How many times a week do you work out? Exercise or working out plays a vital role in our daily energy expenditure. It is really important to look at not only what you are eating every day in terms of the EatWell guide (your everyday plate) but also for what you are eating before and after exercise to improve performance and body composition.

What Is On Your “Everyday Plate”?

You can enhance your food choices by establishing habits and routines that can lead to an improvement in calorie control, nutrient timing and food selections. Before we focus on your exercise food plate, it is important to make sure your everyday food choices are near optimum. The everyday meal choices are the food and drink choices you make when you aren’t exercising, or for those that don’t exercise regular it is your everyday plate. Our blog on “your everyday plate” we show how you can make healthier food choices to achieve a healthy, balanced diet.

Eat Protein Dense Foods With Each Meal

By eating protein dense foods with each meal, you will stimulate your metabolism, improve your muscle mass and recovery and help to reduce your body fat. The demands for protein increases when you are exercising regularly and the amounts you need to eat changes depending on the type of exercise you are doing and for how long you do it for. This increase in demand can last up to 24 hours after exercising and there is a shift towards muscle breakdown. Therefore, it is important to eat protein as soon as possible after exercising during this increased demand. It is essential to ensure you are eating adequate amounts of protein per meal: 20-30g for women and 40-60g for men.

Carbohydrates For Fat Loss And Maintenance

Energy for workouts comes from a mixture of blood glucose from carbohydrate rich meals eaten before exercise and glycogen stored in the liver and muscles from carbohydrate rich meals eaten days before. Carbohydrates are essential for providing energy to fuel exercise. You may have heard of “carb loading”, where individuals consume large amounts of carbohydrates before exercise to provide the body with enough energy for the workout ahead. It is important to eat carbohydrates before but additionally after exercise which a lot of people can be unaware of. HIT (high intensity training) workouts are extremely popular and it is important to eat carbohydrates immediately after strenuous exercise sessions such as HIT workouts as it will help to build up the glycogen stores that have been depleted during exercise. Additionally, the process of rebuilding and repairing of muscles can be stimulated by eating carbohydrates as the increase in insulin stimulates the uptake of amino acids which are the building blocks of protein.

Eat Healthy Fats Daily

It is important when optimising your health, performance and body composition that you have the correct balance between the different types of fats you can consume. It is recommended to have a balance of saturated fats, monounsaturated fats and polyunsaturated fats, giving a third of your recommended intake to each fat group. After working out, the recommendation to increase your carbohydrates will result in a reduction in fats to balance out.

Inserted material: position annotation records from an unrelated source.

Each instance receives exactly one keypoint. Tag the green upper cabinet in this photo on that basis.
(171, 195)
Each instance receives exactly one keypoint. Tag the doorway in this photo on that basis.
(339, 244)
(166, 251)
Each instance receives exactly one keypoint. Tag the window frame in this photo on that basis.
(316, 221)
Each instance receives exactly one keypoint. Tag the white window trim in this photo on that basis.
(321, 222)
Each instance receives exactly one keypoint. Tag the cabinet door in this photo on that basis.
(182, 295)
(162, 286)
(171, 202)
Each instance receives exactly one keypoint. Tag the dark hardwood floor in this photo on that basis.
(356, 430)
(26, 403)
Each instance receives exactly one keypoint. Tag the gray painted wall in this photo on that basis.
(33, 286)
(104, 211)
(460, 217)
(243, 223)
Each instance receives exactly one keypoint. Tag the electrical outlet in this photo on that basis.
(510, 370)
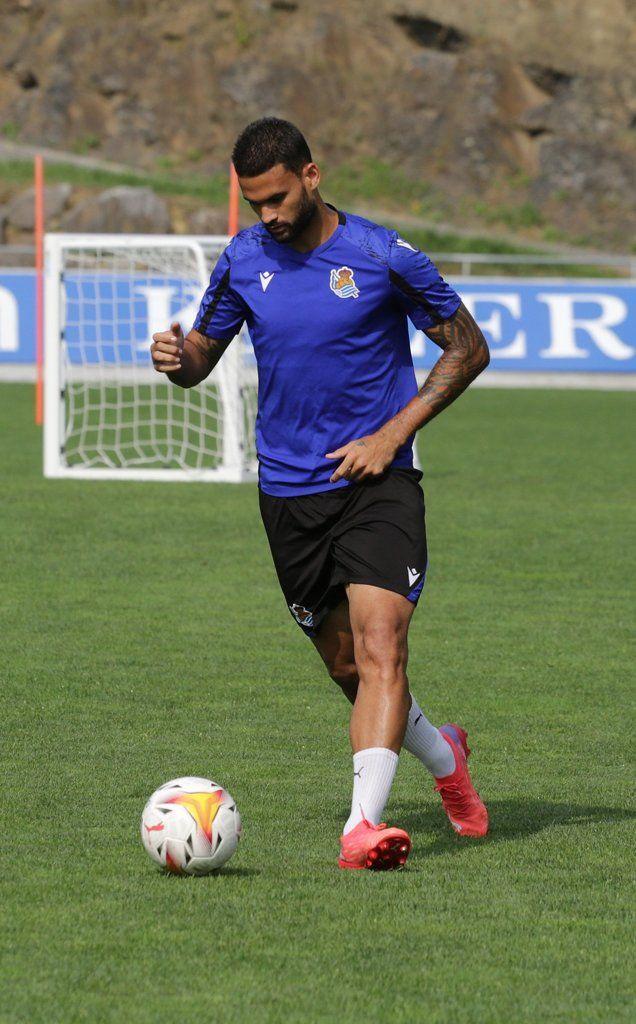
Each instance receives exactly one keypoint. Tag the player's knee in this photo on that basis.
(381, 653)
(344, 674)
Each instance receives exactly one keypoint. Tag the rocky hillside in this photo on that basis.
(520, 114)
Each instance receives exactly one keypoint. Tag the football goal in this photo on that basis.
(108, 414)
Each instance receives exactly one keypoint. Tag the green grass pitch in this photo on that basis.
(143, 637)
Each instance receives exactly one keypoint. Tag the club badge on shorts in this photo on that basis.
(302, 615)
(342, 284)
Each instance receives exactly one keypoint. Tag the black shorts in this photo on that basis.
(371, 532)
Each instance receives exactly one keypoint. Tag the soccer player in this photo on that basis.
(326, 296)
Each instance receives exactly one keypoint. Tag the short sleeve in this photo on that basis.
(418, 286)
(221, 312)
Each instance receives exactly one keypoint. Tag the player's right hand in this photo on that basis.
(167, 348)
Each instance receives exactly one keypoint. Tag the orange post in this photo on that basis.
(232, 206)
(39, 244)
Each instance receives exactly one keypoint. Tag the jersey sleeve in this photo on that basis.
(221, 312)
(418, 286)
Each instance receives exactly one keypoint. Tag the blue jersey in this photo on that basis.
(331, 339)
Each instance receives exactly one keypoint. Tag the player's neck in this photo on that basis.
(319, 230)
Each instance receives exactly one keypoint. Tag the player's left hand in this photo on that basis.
(365, 458)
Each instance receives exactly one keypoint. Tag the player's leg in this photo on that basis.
(380, 624)
(334, 643)
(443, 752)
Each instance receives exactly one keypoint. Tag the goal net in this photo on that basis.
(109, 415)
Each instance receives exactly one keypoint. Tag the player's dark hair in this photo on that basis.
(266, 142)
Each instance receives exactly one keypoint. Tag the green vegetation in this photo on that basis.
(212, 188)
(366, 182)
(10, 130)
(86, 143)
(143, 637)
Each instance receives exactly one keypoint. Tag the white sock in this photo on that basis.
(427, 743)
(373, 775)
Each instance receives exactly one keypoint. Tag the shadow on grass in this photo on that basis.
(222, 872)
(510, 819)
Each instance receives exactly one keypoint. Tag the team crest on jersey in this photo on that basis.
(302, 615)
(342, 284)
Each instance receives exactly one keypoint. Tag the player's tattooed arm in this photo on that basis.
(465, 355)
(187, 360)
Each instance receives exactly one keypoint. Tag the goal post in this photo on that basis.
(108, 414)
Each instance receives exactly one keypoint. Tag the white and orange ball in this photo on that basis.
(191, 825)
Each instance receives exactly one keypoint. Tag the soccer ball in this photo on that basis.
(191, 825)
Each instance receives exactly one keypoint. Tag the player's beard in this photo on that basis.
(306, 212)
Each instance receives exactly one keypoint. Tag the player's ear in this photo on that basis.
(311, 176)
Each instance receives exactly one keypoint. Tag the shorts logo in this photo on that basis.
(302, 615)
(342, 284)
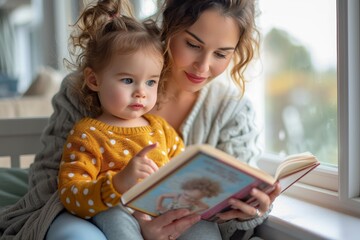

Example For Meals And Snacks For Individuals For Exercise


  • Porridge with low fat milk and fresh fruit
  • Muesli (no added sugar) or wholegrain cereal with low fat milk and fresh fruit
  • Wholegrain or granary toast with peanut or other nut butter alternatives
  • 2 slices of wholemeal toast with scrambled eggs and a grilled tomato
  • Low fat Greek or natural yoghurt with banana, berries and cereal (e.g. oats)


  • Baked potato with tuna and salad
  • Eggs of choice on wholemeal toast with vegetables
  • Chicken and salad sandwich (wholemeal bread or wrap)
  • Lentil and vegetable soup with whole wheat roll
  • Couscous or quinoa salad with chicken, roasted vegetables and kale


  • Wholemeal pasta with grilled chicken and vegetables in a tomato-based sauce
  • Chilli con carne – lean mince, kidney beans, chopped tomatoes and brown rice
  • Salmon with boiled new potatoes and vegetables
  • Stir fry – whole wheat noodles, lean meat (chicken, turkey or beef), tofu or prawns and vegetables


  • Fruit
  • Vegetable sticks with hummus
  • Low fat fruit yoghurt
  • Unsalted nuts / seeds
  • Oatcakes with peanut butter



Article written by Jade Mottley.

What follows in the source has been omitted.